In the most recent Gallup poll, for example, voters are in favour of true populist measures: "Americans are far more likely to agree than disagree with President Donald Trump's proposals to require companies to provide family leave for parents of a newborn [81 per cent approve] and to spend US$1 trillion on infrastructure [76 per cent approve]. A majority also agree with his proposal to significantly cut income taxes for the middle class [61 per cent] and to provide federal funding for school-choice programmes [59 per cent].

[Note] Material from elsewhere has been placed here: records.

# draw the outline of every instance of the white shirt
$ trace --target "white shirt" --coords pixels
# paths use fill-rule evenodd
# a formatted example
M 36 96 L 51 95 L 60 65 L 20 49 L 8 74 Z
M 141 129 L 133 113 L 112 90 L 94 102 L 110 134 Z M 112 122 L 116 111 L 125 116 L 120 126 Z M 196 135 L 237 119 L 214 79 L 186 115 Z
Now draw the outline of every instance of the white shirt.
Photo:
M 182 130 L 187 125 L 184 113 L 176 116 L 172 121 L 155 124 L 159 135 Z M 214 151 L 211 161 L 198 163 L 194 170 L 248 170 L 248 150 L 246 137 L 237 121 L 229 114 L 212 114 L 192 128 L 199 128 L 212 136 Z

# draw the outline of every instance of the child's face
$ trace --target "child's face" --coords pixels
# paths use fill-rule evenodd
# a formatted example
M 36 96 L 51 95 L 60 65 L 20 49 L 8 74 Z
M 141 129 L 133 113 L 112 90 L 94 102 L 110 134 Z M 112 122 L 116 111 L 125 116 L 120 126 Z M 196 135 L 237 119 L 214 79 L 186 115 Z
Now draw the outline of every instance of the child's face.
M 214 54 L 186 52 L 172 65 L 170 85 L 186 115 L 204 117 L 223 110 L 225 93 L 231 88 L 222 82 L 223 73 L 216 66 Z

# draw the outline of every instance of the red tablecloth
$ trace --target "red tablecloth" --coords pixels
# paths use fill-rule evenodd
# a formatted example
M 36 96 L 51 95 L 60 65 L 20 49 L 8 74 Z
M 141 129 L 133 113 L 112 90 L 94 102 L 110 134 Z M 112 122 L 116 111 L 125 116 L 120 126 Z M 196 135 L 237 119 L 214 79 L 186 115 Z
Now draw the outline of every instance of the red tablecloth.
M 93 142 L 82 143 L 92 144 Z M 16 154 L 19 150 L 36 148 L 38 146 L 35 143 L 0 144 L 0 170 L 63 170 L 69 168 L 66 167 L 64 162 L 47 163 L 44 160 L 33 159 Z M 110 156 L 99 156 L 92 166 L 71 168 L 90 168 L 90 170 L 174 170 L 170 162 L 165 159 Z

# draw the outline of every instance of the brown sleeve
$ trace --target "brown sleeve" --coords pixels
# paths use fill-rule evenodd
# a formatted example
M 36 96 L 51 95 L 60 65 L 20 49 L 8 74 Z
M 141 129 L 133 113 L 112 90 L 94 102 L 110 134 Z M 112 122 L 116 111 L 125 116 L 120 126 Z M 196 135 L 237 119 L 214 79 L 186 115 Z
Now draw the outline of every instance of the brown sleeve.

"At the same time, Americans disagree more than agree with Trump's proposals to build a wall between the US and Mexico [36/56 per cent], to cut federal regulations [27/46 per cent], to freeze federal civilian hiring [33/46 per cent] and to eliminate funding for international organisations that provide abortions [35/53 per cent]."

In other words, voters overwhelmingly oppose everything Trump has been doing under Bannon's tutelage.

Forget America First, tax cuts for the rich, slashing government, anti-immigrant schemes and dismantling more regulations.

Spend money on popular items (schools, infrastructure) and return the United States to a position of world leadership.

Fix Obamacare to make it more affordable for working class Americans. Aside from Justice Neil Gorsuch, notice, by the way, how much this looks like Hillary Clinton's or John Kasich's agenda.

This sure lends credence to the conclusion Trump won because voters didn't like Clinton personally.

So, if Trump governs as a centrist, internationalist then success likely will follow - as will stronger poll numbers.